A number of people in the city have Syrian roots. We met a shopkeeper from Syria who mentioned he learned English back in school (Syria’s were the best in the region). Adding a bit of comedy, his coworker jarred in, “Yeah Bashar al-Assad taught him English, you believe it?” This little interaction seems to sum up Syrians in Jordan: they live normal lives like most Jordanians and acknowledge the many downfalls of their country; yet they are proud of their heritage and truly yearn to return to their homes up north.
While you can certainly find traces of Syria in Amman, I wanted to really explore the conflict. So when the opportunity to teach English to a group of refugees in Irbid came up, I jumped on the opportunity.

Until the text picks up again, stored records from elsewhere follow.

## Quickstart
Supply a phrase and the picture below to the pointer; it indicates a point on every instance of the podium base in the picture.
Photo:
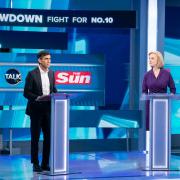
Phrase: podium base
(48, 173)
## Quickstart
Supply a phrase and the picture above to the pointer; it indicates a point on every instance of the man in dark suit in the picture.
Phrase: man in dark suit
(39, 83)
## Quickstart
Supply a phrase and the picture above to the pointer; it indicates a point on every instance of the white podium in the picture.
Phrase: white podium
(59, 149)
(160, 130)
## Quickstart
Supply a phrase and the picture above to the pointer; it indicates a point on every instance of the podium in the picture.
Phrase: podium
(160, 130)
(59, 148)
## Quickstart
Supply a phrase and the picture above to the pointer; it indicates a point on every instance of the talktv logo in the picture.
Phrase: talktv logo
(21, 18)
(71, 77)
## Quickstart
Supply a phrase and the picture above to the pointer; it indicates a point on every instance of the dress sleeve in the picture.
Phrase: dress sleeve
(171, 85)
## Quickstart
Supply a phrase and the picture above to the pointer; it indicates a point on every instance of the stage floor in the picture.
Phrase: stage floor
(99, 165)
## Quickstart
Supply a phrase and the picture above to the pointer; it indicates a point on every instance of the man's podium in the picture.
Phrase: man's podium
(59, 148)
(160, 130)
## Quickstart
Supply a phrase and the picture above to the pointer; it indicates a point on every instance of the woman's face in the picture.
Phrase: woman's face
(153, 61)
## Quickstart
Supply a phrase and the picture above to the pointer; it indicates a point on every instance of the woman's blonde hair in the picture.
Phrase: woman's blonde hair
(160, 59)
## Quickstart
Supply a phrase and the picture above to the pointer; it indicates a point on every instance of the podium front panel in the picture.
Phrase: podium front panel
(59, 136)
(159, 133)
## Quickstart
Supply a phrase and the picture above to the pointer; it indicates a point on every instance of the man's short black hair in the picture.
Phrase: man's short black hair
(42, 54)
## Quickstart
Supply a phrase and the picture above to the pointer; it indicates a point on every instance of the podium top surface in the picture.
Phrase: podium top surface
(160, 96)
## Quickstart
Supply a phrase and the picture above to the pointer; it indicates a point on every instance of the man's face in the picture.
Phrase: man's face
(45, 61)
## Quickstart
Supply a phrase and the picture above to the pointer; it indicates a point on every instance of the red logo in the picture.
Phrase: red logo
(71, 77)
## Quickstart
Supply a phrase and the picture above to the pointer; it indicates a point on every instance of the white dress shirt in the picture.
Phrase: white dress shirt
(45, 82)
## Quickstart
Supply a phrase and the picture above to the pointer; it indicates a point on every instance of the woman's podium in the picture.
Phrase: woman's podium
(160, 130)
(59, 148)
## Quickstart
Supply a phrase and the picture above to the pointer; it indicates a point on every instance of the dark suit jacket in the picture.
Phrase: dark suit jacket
(33, 89)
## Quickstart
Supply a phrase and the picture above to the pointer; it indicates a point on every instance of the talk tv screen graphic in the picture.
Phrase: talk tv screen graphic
(85, 78)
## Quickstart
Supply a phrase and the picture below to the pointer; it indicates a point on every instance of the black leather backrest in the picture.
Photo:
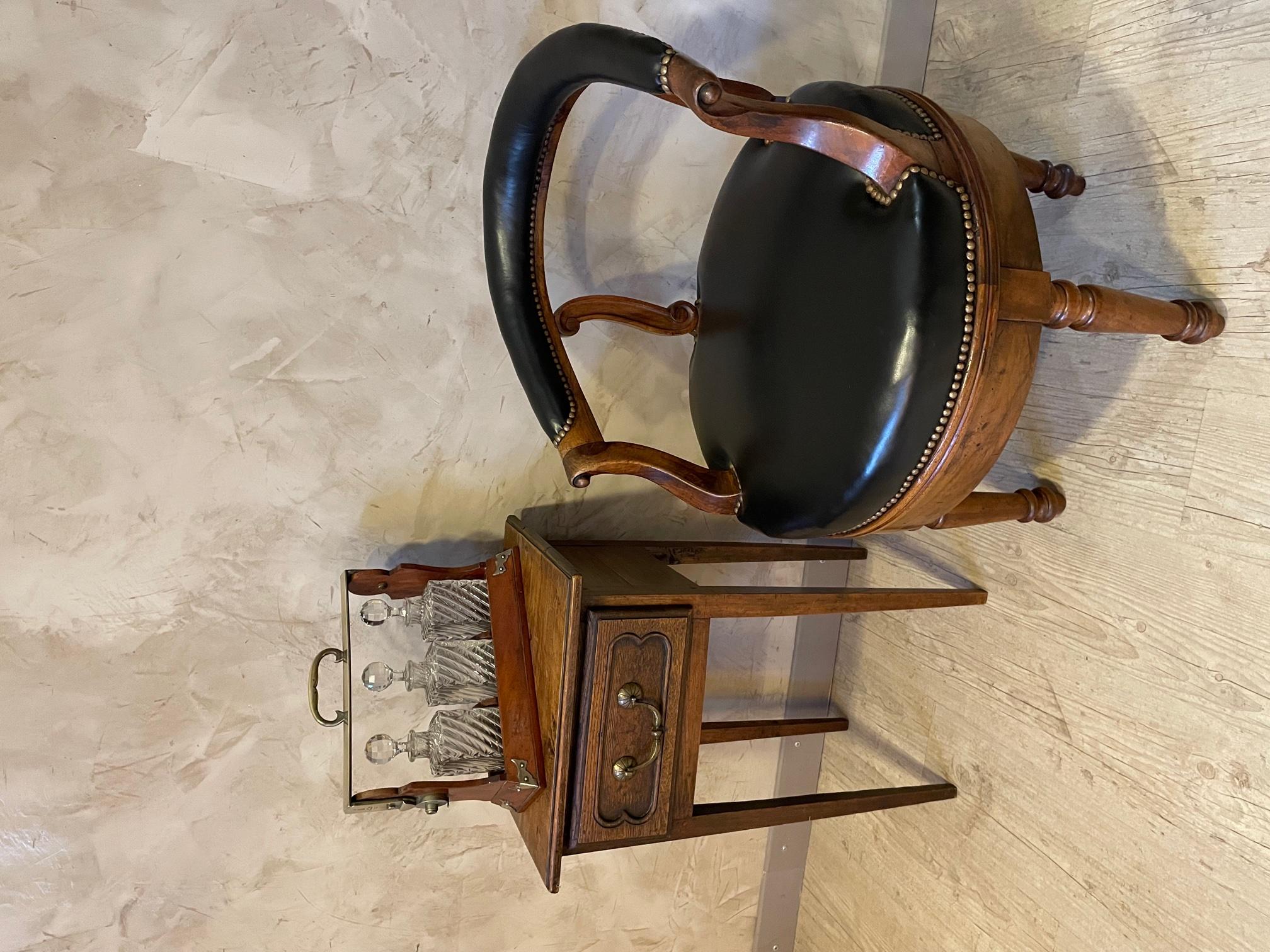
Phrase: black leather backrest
(549, 74)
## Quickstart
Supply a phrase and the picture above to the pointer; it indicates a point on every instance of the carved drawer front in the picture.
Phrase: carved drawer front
(629, 719)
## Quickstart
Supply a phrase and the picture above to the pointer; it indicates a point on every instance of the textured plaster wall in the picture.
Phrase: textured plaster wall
(247, 344)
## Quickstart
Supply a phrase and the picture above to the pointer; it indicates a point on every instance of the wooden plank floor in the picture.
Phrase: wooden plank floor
(1106, 717)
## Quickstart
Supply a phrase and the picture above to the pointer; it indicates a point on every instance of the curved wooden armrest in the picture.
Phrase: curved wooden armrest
(680, 318)
(709, 490)
(733, 107)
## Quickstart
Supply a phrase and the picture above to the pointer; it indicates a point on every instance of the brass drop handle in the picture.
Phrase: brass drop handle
(627, 696)
(341, 717)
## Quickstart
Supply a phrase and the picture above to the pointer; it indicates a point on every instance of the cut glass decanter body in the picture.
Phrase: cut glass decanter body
(451, 673)
(455, 743)
(447, 609)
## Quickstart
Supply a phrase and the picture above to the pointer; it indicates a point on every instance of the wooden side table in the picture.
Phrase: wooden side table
(619, 648)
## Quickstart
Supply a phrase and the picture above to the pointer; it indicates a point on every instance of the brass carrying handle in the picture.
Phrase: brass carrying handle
(627, 696)
(341, 717)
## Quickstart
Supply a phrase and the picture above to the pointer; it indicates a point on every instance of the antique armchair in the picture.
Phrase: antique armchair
(870, 297)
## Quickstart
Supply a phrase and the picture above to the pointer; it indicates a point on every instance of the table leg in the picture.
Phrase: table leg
(755, 814)
(726, 732)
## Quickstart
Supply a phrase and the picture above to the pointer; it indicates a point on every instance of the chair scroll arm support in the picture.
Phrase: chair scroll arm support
(733, 107)
(680, 318)
(709, 490)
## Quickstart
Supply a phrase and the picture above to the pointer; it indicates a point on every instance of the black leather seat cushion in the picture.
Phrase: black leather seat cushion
(830, 331)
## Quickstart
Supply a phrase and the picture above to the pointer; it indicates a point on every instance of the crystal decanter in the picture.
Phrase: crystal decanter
(451, 673)
(455, 743)
(447, 609)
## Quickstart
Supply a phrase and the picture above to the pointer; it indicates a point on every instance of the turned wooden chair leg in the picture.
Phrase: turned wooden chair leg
(1099, 310)
(1043, 176)
(1041, 504)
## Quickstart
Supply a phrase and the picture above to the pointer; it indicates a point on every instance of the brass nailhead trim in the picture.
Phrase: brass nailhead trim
(921, 115)
(968, 333)
(663, 83)
(537, 296)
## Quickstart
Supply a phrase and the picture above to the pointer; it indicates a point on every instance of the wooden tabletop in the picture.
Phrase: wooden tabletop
(552, 606)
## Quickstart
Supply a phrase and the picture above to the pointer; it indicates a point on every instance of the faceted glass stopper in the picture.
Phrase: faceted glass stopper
(381, 748)
(377, 676)
(376, 611)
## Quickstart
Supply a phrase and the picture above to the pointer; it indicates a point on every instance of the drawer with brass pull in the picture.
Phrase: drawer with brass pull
(632, 672)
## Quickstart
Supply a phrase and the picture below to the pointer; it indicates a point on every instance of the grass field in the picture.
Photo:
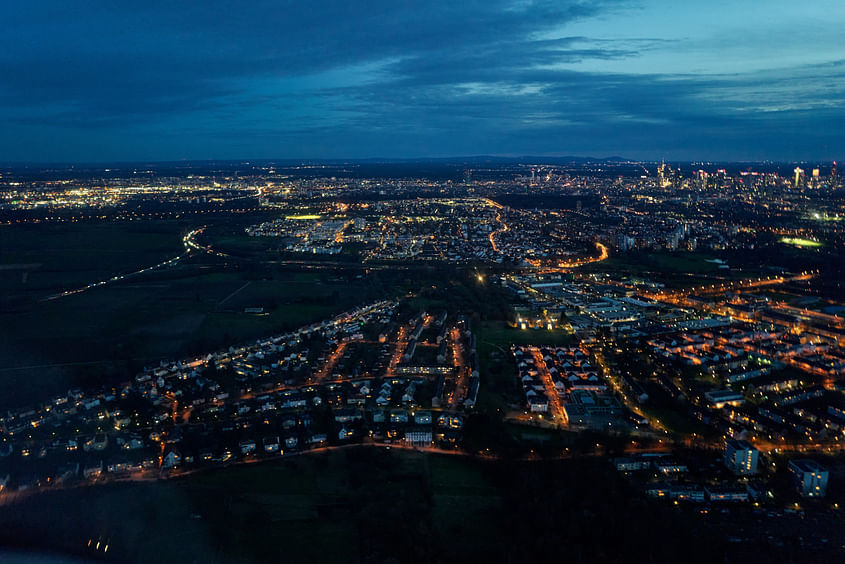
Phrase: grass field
(363, 505)
(63, 256)
(111, 332)
(494, 339)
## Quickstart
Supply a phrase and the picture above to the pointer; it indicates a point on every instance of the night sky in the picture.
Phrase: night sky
(685, 80)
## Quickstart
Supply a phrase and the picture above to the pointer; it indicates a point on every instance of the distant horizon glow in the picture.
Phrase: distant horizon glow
(218, 80)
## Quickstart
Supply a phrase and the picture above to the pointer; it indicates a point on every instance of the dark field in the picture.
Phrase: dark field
(365, 505)
(111, 332)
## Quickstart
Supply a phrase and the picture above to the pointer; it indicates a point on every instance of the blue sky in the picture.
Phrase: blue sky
(684, 80)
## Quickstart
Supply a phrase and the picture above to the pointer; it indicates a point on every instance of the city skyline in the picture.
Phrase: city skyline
(640, 80)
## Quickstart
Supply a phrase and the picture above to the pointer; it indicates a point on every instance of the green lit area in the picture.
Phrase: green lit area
(825, 217)
(799, 242)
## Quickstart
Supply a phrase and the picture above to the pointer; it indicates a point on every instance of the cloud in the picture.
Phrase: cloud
(397, 78)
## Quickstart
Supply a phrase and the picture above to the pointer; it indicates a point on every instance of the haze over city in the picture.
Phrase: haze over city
(477, 281)
(102, 81)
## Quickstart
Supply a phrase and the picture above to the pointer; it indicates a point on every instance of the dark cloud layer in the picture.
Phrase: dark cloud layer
(169, 80)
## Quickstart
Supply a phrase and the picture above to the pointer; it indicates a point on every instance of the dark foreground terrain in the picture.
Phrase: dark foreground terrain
(380, 505)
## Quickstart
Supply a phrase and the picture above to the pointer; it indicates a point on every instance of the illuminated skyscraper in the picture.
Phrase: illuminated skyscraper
(799, 173)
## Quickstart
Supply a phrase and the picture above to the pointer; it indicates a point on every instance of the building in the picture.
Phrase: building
(741, 457)
(809, 477)
(419, 435)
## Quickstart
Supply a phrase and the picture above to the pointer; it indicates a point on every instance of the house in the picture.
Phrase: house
(172, 459)
(718, 493)
(398, 416)
(740, 457)
(93, 469)
(271, 444)
(422, 417)
(418, 435)
(809, 477)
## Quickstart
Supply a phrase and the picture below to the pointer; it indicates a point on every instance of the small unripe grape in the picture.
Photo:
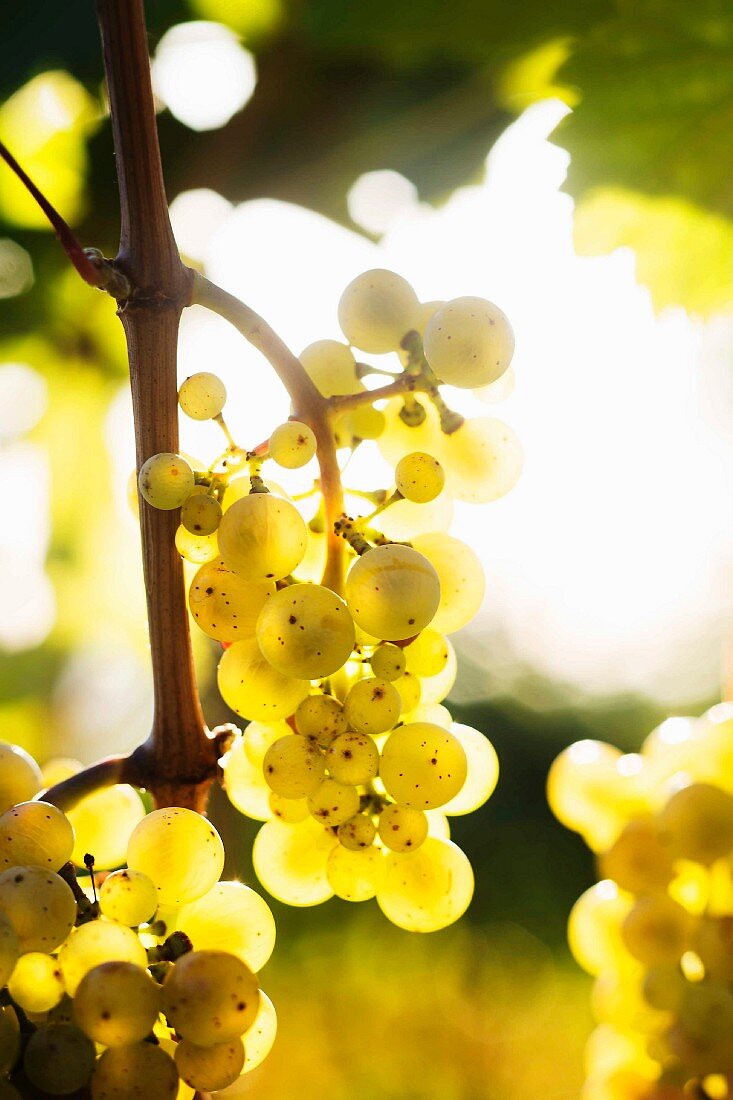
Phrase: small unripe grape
(165, 481)
(376, 310)
(292, 444)
(203, 396)
(389, 662)
(403, 828)
(372, 705)
(469, 342)
(419, 477)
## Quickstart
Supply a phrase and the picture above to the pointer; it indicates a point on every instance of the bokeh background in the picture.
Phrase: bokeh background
(569, 161)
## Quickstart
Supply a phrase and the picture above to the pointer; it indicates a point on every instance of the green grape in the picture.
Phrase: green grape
(331, 367)
(35, 834)
(292, 444)
(376, 310)
(334, 803)
(469, 342)
(203, 396)
(461, 580)
(232, 914)
(423, 766)
(209, 1067)
(305, 630)
(372, 705)
(387, 662)
(165, 481)
(403, 828)
(179, 850)
(95, 943)
(58, 1059)
(138, 1071)
(483, 460)
(419, 477)
(393, 592)
(20, 776)
(36, 982)
(358, 833)
(262, 537)
(321, 717)
(129, 898)
(223, 605)
(294, 767)
(40, 906)
(428, 889)
(200, 514)
(210, 997)
(117, 1003)
(352, 758)
(102, 824)
(482, 765)
(251, 686)
(290, 860)
(356, 876)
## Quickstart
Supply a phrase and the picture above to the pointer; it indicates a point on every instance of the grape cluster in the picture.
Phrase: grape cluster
(656, 931)
(117, 982)
(350, 759)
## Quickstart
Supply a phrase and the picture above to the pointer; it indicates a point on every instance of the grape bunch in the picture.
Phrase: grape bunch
(340, 660)
(656, 932)
(116, 982)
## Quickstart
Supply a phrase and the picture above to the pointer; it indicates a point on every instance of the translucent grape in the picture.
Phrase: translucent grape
(210, 997)
(20, 776)
(223, 605)
(138, 1071)
(117, 1003)
(352, 758)
(428, 889)
(203, 396)
(294, 767)
(128, 897)
(305, 630)
(35, 834)
(262, 537)
(334, 803)
(376, 310)
(356, 876)
(252, 688)
(393, 592)
(461, 580)
(469, 342)
(403, 828)
(36, 982)
(179, 850)
(372, 705)
(290, 860)
(165, 481)
(423, 766)
(58, 1059)
(40, 906)
(209, 1067)
(233, 914)
(419, 477)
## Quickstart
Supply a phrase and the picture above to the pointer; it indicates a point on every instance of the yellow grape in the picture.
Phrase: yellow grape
(179, 850)
(223, 605)
(393, 592)
(234, 915)
(305, 630)
(423, 766)
(251, 686)
(262, 537)
(428, 889)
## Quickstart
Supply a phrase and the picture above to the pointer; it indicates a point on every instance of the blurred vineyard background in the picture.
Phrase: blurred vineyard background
(572, 163)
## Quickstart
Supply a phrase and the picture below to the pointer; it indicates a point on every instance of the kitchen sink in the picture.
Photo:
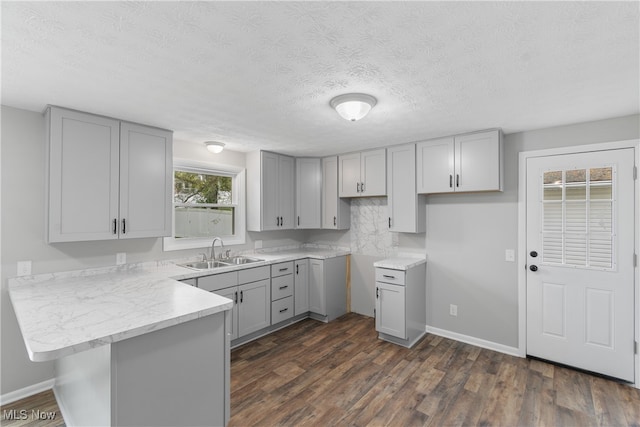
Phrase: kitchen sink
(225, 262)
(205, 265)
(239, 260)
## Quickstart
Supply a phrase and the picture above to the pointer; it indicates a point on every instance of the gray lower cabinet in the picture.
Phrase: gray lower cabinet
(301, 287)
(250, 290)
(327, 288)
(401, 304)
(281, 292)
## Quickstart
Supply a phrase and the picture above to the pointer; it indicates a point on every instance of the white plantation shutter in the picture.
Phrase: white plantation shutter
(577, 222)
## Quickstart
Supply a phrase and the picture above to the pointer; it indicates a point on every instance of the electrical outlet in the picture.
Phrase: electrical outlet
(24, 268)
(121, 258)
(510, 255)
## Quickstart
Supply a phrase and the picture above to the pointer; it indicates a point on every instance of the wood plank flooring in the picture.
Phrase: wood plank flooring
(340, 374)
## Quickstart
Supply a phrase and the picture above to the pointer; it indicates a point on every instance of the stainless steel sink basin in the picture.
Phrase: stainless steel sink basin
(239, 260)
(226, 262)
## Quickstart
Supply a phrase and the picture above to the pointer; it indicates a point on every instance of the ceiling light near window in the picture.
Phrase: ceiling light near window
(353, 106)
(214, 146)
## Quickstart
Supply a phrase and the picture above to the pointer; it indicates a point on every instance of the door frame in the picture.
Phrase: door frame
(522, 236)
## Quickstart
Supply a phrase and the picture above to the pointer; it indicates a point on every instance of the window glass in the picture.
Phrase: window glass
(203, 205)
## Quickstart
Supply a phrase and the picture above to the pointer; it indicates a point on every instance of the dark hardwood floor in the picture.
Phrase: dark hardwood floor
(340, 374)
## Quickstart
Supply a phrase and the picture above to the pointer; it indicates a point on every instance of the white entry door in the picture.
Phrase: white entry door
(580, 260)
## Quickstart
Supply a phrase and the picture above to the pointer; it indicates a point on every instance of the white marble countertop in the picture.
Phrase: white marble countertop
(62, 316)
(400, 263)
(64, 313)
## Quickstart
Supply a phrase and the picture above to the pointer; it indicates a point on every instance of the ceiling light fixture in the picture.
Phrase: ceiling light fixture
(214, 146)
(353, 106)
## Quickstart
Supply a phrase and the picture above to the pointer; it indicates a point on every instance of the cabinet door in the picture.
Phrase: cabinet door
(390, 310)
(286, 191)
(308, 193)
(336, 212)
(373, 173)
(270, 181)
(349, 175)
(478, 162)
(406, 209)
(254, 306)
(317, 294)
(146, 180)
(232, 294)
(83, 176)
(301, 287)
(435, 166)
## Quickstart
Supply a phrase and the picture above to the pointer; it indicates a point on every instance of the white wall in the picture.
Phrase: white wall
(465, 241)
(23, 219)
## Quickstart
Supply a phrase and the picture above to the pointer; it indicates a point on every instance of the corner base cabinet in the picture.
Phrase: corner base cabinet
(401, 304)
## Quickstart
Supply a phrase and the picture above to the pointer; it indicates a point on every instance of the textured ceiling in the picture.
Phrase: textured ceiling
(261, 74)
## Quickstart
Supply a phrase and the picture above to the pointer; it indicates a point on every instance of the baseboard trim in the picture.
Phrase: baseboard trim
(26, 391)
(478, 342)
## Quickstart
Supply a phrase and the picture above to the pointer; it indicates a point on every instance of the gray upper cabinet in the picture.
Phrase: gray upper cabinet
(336, 212)
(407, 210)
(270, 191)
(106, 179)
(363, 174)
(461, 163)
(308, 192)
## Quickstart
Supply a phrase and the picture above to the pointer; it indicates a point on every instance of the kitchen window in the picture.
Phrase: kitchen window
(207, 202)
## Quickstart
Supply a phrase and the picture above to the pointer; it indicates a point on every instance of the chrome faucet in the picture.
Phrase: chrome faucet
(213, 250)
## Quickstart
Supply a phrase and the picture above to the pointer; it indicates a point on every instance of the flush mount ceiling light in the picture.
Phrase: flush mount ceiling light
(214, 146)
(353, 106)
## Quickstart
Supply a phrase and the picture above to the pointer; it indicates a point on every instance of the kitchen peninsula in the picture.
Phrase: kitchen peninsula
(129, 345)
(134, 346)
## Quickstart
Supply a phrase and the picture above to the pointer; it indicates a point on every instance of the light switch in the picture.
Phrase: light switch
(24, 268)
(121, 258)
(510, 255)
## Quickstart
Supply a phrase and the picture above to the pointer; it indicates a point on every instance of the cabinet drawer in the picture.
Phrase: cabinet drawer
(387, 275)
(281, 310)
(253, 274)
(218, 281)
(281, 286)
(281, 269)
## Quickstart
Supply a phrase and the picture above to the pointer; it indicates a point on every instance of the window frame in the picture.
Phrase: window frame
(238, 191)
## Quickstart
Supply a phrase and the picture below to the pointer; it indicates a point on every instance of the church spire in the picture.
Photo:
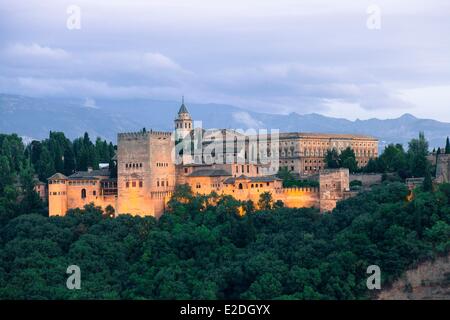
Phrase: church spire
(183, 108)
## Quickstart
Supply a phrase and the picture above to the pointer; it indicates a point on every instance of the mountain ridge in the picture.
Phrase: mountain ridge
(34, 117)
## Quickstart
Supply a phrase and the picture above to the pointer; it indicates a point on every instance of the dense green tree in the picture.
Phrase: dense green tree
(265, 201)
(6, 173)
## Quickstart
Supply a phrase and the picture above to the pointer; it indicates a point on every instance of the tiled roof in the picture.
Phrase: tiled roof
(325, 136)
(209, 173)
(183, 109)
(90, 174)
(58, 176)
(252, 179)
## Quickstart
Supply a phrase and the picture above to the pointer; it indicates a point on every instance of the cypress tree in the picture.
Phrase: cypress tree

Irbid is Jordan’s second largest city, yet it feels a world away from Amman. Nestled in the forested mountains up north, the streets are tree-lined and the town feels more like bustling suburb that anything. Irbid sits twelve miles away from the Syrian border and roughly twenty miles away from Daraa – the birthplace of the revolt. As a result, many of the Syrians who relocated to Jordan chose Irbid – a Syrian-esque city close to the border.
After arriving with my group of volunteers, we were handed a group of forty refugees. Some spoke English well enough to understand NPR podcasts; others couldn’t even read the alphabet. Our challenge was to group them so they could get something out of our short English lesson. I was in charge of a group of “intermediate” speakers who ranged drastically in quality. I spoke predominantly in Arabic – something I was surprised I was able to do – in order to teach things about writing and grammar. After having them write mini stories, I helped them edit their writing, and I am sure that learned at least the word “to keep”! The experience was incredibly fruitful for the kids and even helped me improve my Arabic.
While teaching, we asked everyone to say their names and where they were from. Most of the group identified as from Irbid. However, one student said he was from Homs in Syria. After the lesson while we were feasting on a meal of mansef, I asked him a little about his life. He had been living in Jordan for seven years, and he very much seemed at home. However, when I asked him which he preferred, he gave a big smile and responded, “Syria, of course!”
Jordan has plenty of experience with refugees in the past, as hundreds of Palestinians have been absorbed into Jordanian society. Because of the welcoming nature of Jordan, Syrians are treated well; but they very much miss their home and would return if they had the chance.
On the bus back from Irbid, you can see the Syria very clearly. As I took in the scenic view, I thought about how beautiful a country it must be, and how wonderful its people are. It truly is sad to see how war can tear apart such a lovely place, especially given the comfort and safe feel of Irbid. I hope in the future that Syria can regain its glory and welcome visitors – and its own people – back into the land.